Sherman tried to minimize the possibility of attacks on
his occupying soldiers by ordering the civilian population
of Atlanta to move elsewhere -- an order that was denounced
as cruelty.
He was at the end of a tenuous supply
line, more than 100 miles of single-track railroad, which
was often attacked by both regular and guerrilla enemy
forces. He fought the regulars; as for the irregulars, any
farmhouse thought to be sheltering them got burned to the
ground.
It soon occurred to Sherman that he didn't need a supply line if he kept moving; the famous march to the sea followed. In a military sense, Sherman's campaign was a success, but in a political sense, it's been 140 years, and there remain Southerners who curse his name and delight in flying their old flag.

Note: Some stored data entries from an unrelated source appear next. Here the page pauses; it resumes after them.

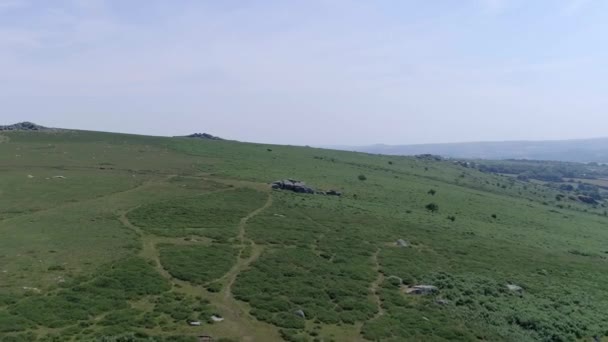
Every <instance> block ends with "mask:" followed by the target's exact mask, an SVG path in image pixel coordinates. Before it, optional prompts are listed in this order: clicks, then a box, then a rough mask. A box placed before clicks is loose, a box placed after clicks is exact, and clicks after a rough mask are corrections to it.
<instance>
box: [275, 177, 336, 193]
mask: <svg viewBox="0 0 608 342" xmlns="http://www.w3.org/2000/svg"><path fill="white" fill-rule="evenodd" d="M270 186H271V187H272V188H273V189H277V190H289V191H293V192H297V193H302V194H317V195H327V196H338V197H339V196H342V193H341V192H340V191H337V190H328V191H315V189H313V188H312V187H310V186H308V185H306V183H304V182H303V181H299V180H295V179H290V178H288V179H283V180H279V181H276V182H272V184H271V185H270Z"/></svg>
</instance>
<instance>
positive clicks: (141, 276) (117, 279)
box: [9, 257, 169, 328]
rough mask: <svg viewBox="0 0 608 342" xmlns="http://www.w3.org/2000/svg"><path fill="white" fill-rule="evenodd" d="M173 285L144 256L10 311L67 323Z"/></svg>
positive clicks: (70, 322)
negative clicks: (151, 264)
mask: <svg viewBox="0 0 608 342" xmlns="http://www.w3.org/2000/svg"><path fill="white" fill-rule="evenodd" d="M168 289H169V284H168V283H167V281H166V280H165V279H164V278H163V277H162V276H161V275H160V274H158V273H157V272H156V270H155V269H154V268H152V267H151V266H150V265H149V264H148V263H147V262H146V261H145V260H143V259H141V258H135V257H133V258H128V259H125V260H122V261H120V262H117V263H115V264H113V265H111V266H108V267H107V269H106V270H103V271H102V272H101V273H100V274H99V275H97V276H95V277H94V278H93V279H91V280H89V281H87V282H83V283H81V284H78V285H75V286H73V287H71V288H66V289H62V290H59V291H58V292H56V293H50V294H47V295H35V296H31V297H29V298H25V299H23V300H21V301H19V302H17V303H16V304H14V305H12V306H11V307H9V312H11V313H13V314H15V315H19V316H21V317H24V318H27V319H29V320H31V321H34V322H36V323H38V324H40V325H43V326H46V327H49V328H58V327H64V326H66V325H69V324H73V323H74V322H78V321H84V320H87V319H89V318H91V317H93V316H96V315H100V314H102V313H104V312H109V311H112V310H117V309H123V308H126V307H127V301H128V300H134V299H138V298H141V297H143V296H146V295H156V294H160V293H162V292H165V291H167V290H168Z"/></svg>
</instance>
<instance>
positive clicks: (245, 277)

During World War II, the Germans occupied northern France. Despite what you may have heard from our governor about Gallic poltroonery, there was French resistance, ranging from sabotage to the killing of Wehrmacht officers. The Germans responded with firing squads and torture chambers; in some occupied areas, entire villages were massacred on account of one attack in the general area.
Just as our authorities point out that the Geneva
Conventions don't apply to non-military resistance
personnel in occupied areas, the German authorities issued
an announcement in Paris: International Law does not
grant to individuals taking part in subversive activity
within the territory of the Occupying Power, the protection
which regular soldiers may claim.... The occupying power
considers and will continue to consider members of
resistance groups as terrorists
who will not be
treated as prisoners of war and will be liable to the
capital penalty.
History shows than any occupying army, be it Sherman attempting to restore the lawful authority of an elected government or the Nazis brutalizing Europe, can meet resistance after the formal battles conclude.
So it shouldn't have come as any surprise that some Iraqis would organize and attack American supply convoys and the like.
Now consider an American commander there, responsible for the safety of his troops. He would be remiss in his duties if he didn't try to collect information from captives about these attacks, so that he might prevent them in the future. The temptation to abuse would be difficult to resist.
And that's why planning before an invasion is important. Our occupations of defeated countries after World War II went much better. But back then, the experts who anticipated, and planned for, the resistance after a military victory were heard and respected, rather than ignored and scorned.